While these signs are quite good and should be embraced, there are few ways we can reduce these symptoms while supporting the natural detoxification process. I have covered these steps in the article on how toxins can cause gain weight and provide an overview here.
- Go off caffeine and sugar two weeks in advance before Ramadan
- Use dandelion tea after your iftar to support detox pathways
- Drink green juices
- Increase your fibre intake through fruits, flaxseeds, and whole grains.
- Increase your glutathione intake with vegetables like cabbage, kale, broccoli and cauliflower.
- Practice dry skin brushing
Make It All Work
Isn’t it amazing that you can do all of the tips for a healthy Ramadan fast we mentioned above without spending so much time in the kitchen? Now, here are tips on how to go about it.

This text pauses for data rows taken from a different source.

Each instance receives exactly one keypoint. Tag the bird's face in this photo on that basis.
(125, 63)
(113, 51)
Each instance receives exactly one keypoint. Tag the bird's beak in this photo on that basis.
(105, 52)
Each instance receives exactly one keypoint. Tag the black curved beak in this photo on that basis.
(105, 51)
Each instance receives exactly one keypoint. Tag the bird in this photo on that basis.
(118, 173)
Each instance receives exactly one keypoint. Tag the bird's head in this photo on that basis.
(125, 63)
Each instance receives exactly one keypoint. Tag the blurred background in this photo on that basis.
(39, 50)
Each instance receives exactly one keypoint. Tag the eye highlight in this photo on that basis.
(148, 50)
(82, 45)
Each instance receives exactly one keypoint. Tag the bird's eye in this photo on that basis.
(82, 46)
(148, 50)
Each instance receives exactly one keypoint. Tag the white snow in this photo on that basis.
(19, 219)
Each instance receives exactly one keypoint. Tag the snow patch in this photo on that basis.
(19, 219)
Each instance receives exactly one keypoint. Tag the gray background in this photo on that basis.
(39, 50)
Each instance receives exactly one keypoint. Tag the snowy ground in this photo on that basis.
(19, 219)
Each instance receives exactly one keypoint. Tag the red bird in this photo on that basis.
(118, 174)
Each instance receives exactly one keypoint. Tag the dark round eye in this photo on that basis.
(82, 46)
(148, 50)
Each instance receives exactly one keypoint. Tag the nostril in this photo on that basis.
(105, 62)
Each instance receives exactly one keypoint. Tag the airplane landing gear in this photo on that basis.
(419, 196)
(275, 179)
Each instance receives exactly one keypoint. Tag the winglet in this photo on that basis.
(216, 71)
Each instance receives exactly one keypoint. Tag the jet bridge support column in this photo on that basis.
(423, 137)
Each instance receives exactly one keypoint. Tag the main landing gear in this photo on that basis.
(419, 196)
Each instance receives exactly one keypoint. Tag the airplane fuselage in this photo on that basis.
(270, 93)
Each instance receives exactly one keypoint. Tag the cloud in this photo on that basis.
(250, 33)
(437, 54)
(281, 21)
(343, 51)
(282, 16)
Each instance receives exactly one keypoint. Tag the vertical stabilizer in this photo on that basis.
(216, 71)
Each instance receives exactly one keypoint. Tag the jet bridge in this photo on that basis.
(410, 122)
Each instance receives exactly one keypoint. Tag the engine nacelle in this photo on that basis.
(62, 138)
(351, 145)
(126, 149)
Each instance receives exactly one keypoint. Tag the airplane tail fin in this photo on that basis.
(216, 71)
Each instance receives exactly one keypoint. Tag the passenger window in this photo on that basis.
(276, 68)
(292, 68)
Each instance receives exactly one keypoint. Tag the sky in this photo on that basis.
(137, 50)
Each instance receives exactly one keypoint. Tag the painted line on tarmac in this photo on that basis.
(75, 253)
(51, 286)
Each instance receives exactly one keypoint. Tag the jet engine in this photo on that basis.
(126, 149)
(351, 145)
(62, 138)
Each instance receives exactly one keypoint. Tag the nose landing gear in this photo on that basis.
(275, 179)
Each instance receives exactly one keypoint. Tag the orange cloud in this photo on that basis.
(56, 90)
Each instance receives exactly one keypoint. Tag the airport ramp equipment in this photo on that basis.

- Marinate big batches of animal protein in zip locks and freeze. You can put them in a slow cooker in the morning or use them in an oven.
- Have a meal planner and a shopping list for each week
- Make a big ball of salad dressing and put it in the fridge so you wouldn’t have to worry about making one every day on your salad.
- Cook once in a big portion that you can serve twice to remove the stress of cooking and each day.
- Use simple, fresh ingredients
If this all seems overwhelming and you want a full step by step guide to help transform your Ramadan this year, check out my full Ramadan healthy guide.
In this Ramadan Health guide, I will be showing you how to break your fast in a way that allows you to feel your best so that you can use Ramadan for what it is really meant for! and as a bonus boost your metabolism and lose weight as well.
This Ramadan, I want you to put in mind that you do not need to make up for your fast with heavy meals or lots of foods. Indeed, your body needs a reduced food intake for a while to detox and offer other health benefits. Secondly, it is a hoax that if you eat more today, you may not be hungry the next day.
Start light; you can use a few dates, lemon juice, and a half cup of water to stimulate your digestive enzymes, then go for your prayers. Then, listen to your body; only eat until you’re satisfied and no more.
Remember to cut down unhealthy fats, high-sugar foods/drinks, refined carbs and too much animal protein. It is recommendable that healthy fats make 25% of your meal, healthy crabs another 25% and substitute sugary drinks for vegetable juices.
Most saliently, your focus shouldn’t be food; so, you should follow the steps described above to reduce your time in the kitchen and channel your energy into reading your Quran, praying and spending time with God.
Good luck and blessings to you as you carefully follow the steps and tips provided above this Ramadan. I am most confident that you’ll enjoy your Ramadan and have ample time to concentrate on prayer, worship and study.